Like most Arab countries, tea is very popular, served black with cardamom, cinnamon or mint, or with powdered milk. Either way it is always extremely sweet. Coffee is also good, served thick, strong and black with lots of sugar. Kerkedeh is a tea made from hibiscus leaves, nice hot but better when chilled. Fruit juices are excellent and cheap (between 30 and 50 dinars per glass). The standard ones are orange, mango, lemon, grapefruit and guava, but don't neglect the local ones like a'aradeeb (a thick brown juice) and sha'eer (a white milky-looking drink with a vague hint of pear). Juices are always served from slightly grubby tupperware containers filled with ice, but don't worry too much about hygiene...tap water here is not only drinkable, it is actually quite good. Beware of extremely sugary orange juice though.... If fruit juices aren't your thing, then fizzy drinks are available at all shops. Pepsi, Mirinda (orange or red) and Stim (apple) are the favourites, although I prefer the Sudanese Bizianos, which tastes a bit like cough mixture at first, but grows on you quickly. Drink from the bottles outside the shop, as they want the glass bottles back!

Sudan is a Muslim society, and has abided by Shari'a Islamic Law since 1983.
That doesn't mean that the women are veiled completely, and it doesn't mean it is a country of fundamentalists and terrorists. The women generally do cover their hair with loose lengths of material called "tobes" or just plain headscarves, but many do not seem to be too bothered if these slip off in public or not. A Western woman would not be expected to adopt local styles of dress, but she should dress modestly and not show too much flesh. The Islamic laws also prohibit alcohol, but that does not mean it doesn't exist in Sudan. Many Sudanese enjoy an illegal drink or two, and many social
gatherings among the upper classes would not be the same without a bottle of expensive whisky. Keep your distance from locally produced alcohol, though....known as Aragi, it is made from dates and smells just like paintstripper...don't ask me what it tastes like, I never got that far!

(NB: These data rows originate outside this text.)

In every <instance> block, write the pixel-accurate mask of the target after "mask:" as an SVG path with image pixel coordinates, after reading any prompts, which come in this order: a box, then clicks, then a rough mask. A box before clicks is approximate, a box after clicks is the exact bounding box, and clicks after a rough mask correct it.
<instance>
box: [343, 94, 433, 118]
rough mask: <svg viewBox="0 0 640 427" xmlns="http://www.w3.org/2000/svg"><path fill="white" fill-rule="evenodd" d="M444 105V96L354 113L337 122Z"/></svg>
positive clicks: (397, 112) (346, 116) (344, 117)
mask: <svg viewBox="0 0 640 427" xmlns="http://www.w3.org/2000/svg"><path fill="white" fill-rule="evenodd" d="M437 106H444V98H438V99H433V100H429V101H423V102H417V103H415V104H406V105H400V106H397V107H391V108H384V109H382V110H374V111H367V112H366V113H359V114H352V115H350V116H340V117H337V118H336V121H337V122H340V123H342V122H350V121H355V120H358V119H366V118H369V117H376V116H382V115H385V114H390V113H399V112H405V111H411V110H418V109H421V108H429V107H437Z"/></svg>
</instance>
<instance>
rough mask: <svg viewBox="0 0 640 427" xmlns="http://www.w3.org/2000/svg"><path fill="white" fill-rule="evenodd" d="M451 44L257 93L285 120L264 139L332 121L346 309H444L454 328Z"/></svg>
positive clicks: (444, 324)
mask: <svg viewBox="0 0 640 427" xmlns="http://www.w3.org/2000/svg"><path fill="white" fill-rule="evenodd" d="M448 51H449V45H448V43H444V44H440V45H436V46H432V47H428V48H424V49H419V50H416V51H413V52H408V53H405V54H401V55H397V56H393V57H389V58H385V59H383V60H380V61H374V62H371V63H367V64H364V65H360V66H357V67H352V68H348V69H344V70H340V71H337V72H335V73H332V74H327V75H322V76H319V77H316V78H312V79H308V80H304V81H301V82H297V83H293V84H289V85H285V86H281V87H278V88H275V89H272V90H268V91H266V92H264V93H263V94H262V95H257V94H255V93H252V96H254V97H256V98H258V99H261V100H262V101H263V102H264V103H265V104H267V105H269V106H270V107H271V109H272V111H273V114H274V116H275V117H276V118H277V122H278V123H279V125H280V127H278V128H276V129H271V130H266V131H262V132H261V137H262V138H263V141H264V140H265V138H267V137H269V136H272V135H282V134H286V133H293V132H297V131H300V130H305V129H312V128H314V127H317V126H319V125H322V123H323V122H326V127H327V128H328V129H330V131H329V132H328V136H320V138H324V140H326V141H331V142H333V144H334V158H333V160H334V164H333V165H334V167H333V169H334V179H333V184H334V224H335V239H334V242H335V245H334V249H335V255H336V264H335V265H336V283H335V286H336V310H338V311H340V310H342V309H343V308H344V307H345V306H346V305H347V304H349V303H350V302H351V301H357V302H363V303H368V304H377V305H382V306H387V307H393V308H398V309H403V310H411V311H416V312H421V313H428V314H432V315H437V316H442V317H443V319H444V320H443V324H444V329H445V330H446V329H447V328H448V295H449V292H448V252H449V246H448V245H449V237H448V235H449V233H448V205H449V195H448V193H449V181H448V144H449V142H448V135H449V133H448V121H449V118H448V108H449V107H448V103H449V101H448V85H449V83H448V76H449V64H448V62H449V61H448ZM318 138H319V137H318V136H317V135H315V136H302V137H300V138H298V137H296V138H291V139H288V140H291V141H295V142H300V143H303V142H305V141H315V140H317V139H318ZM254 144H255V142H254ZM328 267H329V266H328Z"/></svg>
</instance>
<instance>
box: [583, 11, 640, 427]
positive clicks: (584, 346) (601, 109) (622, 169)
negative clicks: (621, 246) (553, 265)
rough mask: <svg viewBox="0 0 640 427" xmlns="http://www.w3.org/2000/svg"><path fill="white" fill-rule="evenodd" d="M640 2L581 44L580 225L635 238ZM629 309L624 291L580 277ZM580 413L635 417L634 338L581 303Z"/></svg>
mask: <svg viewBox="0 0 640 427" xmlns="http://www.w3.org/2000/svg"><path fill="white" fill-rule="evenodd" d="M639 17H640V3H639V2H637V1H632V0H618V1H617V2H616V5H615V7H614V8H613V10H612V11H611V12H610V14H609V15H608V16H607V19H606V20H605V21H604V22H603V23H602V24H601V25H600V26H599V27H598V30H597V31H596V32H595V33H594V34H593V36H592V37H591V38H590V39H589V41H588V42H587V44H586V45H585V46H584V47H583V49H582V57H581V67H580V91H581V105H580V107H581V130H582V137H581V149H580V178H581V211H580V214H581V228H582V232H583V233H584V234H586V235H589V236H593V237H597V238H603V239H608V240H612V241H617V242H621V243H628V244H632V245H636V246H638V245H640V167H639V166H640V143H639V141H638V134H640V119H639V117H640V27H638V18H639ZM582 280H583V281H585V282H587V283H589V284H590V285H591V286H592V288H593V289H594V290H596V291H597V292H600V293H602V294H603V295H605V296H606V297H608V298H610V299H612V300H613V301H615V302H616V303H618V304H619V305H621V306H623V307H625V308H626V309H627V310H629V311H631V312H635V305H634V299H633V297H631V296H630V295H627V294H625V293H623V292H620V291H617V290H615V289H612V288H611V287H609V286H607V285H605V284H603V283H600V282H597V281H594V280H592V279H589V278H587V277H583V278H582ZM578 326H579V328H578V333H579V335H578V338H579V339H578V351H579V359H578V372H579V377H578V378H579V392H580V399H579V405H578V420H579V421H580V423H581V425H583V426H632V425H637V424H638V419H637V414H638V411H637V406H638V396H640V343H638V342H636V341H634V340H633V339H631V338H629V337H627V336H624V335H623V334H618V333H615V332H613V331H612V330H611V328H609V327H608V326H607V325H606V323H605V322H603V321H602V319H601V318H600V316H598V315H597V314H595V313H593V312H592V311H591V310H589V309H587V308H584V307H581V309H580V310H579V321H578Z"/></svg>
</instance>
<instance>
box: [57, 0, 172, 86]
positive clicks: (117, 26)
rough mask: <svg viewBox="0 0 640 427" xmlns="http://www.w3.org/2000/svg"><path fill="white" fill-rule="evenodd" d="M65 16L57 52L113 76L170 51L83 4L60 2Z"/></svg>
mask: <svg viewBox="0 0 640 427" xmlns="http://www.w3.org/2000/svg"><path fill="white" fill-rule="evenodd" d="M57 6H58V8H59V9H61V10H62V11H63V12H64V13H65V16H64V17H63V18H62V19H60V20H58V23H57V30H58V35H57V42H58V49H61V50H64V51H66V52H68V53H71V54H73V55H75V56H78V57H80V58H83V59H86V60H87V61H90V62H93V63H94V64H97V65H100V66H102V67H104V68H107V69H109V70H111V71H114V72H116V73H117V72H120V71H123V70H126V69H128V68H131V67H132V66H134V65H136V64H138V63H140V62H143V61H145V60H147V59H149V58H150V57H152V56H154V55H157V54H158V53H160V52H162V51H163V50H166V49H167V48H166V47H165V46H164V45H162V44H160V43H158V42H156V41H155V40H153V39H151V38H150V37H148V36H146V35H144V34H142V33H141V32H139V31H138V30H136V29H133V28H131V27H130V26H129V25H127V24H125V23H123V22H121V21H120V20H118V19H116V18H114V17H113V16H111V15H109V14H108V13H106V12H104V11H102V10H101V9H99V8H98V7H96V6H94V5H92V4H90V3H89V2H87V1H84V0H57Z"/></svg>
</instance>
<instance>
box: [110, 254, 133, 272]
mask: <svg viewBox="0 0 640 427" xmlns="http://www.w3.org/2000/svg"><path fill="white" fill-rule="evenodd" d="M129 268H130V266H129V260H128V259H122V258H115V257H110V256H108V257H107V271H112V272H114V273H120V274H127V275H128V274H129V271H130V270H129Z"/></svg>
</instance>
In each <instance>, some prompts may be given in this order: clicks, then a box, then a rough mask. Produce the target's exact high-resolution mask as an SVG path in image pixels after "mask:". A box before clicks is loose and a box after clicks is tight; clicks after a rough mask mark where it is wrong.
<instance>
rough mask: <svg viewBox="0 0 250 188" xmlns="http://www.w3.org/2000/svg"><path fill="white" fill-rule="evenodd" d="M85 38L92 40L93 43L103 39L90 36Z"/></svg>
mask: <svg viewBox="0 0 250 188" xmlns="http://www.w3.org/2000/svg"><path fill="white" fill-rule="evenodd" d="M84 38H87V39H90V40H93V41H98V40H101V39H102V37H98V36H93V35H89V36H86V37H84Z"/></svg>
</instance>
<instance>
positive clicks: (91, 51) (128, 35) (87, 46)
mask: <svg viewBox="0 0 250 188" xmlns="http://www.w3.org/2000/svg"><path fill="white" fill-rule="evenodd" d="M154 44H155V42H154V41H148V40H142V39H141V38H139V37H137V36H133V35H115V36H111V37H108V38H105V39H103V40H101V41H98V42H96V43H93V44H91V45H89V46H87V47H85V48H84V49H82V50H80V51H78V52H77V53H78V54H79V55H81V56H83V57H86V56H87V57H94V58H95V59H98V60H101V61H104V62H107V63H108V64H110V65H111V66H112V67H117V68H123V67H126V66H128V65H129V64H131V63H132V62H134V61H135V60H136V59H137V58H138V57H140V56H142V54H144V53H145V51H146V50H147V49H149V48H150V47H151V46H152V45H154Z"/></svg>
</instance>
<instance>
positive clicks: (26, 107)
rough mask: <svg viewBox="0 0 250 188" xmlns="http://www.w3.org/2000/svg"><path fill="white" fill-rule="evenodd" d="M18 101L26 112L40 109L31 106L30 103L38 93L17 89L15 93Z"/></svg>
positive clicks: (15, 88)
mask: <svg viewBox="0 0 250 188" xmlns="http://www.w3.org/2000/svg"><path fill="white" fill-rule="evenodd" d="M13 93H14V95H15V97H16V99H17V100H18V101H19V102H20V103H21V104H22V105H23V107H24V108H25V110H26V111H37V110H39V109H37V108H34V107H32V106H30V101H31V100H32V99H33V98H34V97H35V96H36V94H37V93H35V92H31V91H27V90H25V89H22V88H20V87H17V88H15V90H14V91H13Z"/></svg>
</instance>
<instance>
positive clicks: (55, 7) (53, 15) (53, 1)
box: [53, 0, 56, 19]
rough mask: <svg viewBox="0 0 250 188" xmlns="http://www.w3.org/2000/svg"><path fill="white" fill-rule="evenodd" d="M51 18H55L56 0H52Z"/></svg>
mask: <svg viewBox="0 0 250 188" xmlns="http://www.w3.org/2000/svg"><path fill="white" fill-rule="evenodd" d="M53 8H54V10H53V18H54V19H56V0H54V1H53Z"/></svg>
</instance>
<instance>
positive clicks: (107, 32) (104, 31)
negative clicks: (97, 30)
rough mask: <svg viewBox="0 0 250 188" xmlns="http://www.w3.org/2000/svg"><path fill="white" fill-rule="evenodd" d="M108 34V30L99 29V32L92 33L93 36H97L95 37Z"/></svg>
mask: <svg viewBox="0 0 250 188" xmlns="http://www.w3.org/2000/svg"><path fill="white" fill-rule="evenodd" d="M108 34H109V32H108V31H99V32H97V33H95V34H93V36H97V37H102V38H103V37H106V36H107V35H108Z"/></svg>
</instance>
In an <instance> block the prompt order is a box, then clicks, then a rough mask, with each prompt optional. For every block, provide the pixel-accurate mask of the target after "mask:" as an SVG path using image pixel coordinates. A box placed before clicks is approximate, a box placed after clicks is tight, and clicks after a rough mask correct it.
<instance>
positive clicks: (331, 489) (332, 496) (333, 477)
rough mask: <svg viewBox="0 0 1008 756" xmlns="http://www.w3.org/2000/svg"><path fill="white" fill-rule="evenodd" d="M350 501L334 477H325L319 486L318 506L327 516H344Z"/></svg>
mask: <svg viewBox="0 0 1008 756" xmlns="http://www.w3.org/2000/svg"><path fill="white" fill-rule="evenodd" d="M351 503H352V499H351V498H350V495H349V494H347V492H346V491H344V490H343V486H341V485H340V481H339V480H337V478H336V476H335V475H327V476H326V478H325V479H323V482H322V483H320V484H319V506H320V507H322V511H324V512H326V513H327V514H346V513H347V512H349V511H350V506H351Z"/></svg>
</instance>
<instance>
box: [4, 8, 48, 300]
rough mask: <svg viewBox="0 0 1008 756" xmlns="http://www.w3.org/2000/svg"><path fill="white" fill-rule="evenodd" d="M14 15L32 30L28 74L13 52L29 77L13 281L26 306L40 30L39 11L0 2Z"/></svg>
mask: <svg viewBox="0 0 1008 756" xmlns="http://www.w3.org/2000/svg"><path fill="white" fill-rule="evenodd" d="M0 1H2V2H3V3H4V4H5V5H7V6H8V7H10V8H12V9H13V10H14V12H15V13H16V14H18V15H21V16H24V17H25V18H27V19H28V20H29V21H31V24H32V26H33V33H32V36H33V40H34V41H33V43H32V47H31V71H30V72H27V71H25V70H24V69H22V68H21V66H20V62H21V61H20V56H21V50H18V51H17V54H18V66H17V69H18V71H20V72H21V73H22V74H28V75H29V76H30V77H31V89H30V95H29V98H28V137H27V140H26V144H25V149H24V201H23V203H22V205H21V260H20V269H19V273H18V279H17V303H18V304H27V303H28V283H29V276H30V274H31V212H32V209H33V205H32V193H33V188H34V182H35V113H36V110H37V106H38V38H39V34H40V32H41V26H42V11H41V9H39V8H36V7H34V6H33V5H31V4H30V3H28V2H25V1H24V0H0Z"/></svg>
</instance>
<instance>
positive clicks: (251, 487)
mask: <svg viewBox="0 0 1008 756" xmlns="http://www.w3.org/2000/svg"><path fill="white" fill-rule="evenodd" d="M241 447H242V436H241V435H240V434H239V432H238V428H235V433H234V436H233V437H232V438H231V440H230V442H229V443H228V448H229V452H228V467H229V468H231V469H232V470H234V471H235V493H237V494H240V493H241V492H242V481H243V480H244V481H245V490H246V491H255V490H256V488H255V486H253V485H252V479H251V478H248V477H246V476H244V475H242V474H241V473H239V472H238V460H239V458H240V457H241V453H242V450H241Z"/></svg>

Nightlife doesn't really exist...in the evenings, people gather in parks and cafes, and sip tea until 11pm when all parties are expected to end. Weddings, if you should be invited to one, are fun and raucous occasions with lots of African-style dancing and food...but again, these end at 11pm. Did I mention the heat? Well, the weather so far has been hot and sunny all the time, temperatures in the forties, and the occasional rainstorm. When it rains, mosquitos come out in force, so bring mozzie repellent and a protective net...and don't even think of coming without malaria prophylactics. All in all, this review probably won't make you rush to the travel agents to book your flight to Khartoum, and I wouldn't really advise anyone to come to Sudan on holiday just yet. There is a lot of potential here for tourism...river trips along the Nile, diving in the

Red Sea, trekking in Jebel Marra in the west, camel racing with the Nomads, the mountainous town of Kassala, safaris in Dinder National Park, the ancient ruins and pyramids of Marawi and Dongola...just the infrastructure needed to attract foreign visitors is not there. In Khartoum and Port Sudan, 5* hotels do exist for businessmen, but other than that you're looking at $3 a night flop houses. Don't expect comfort, dining or lots to see and do. Come if you want to see a country virtually untouched by tourism, you can cope with a bit of grime and poverty, and are looking for a bit of an
adventure. Even then, I'm sure there are many more worthwhile places to visit in the world before Sudan begins to tempt. If you have the chance to visit friends relatives in the country, then I would seriously consider going, but if not, maybe you should try elsewhere.

Cons, Heat, dust, poverty, not many tourist attractions, no tourist infrastructure. The Bottom Line A fascinating place to live, but maybe not a tourist destination yet. Come for the experience, not for a holiday.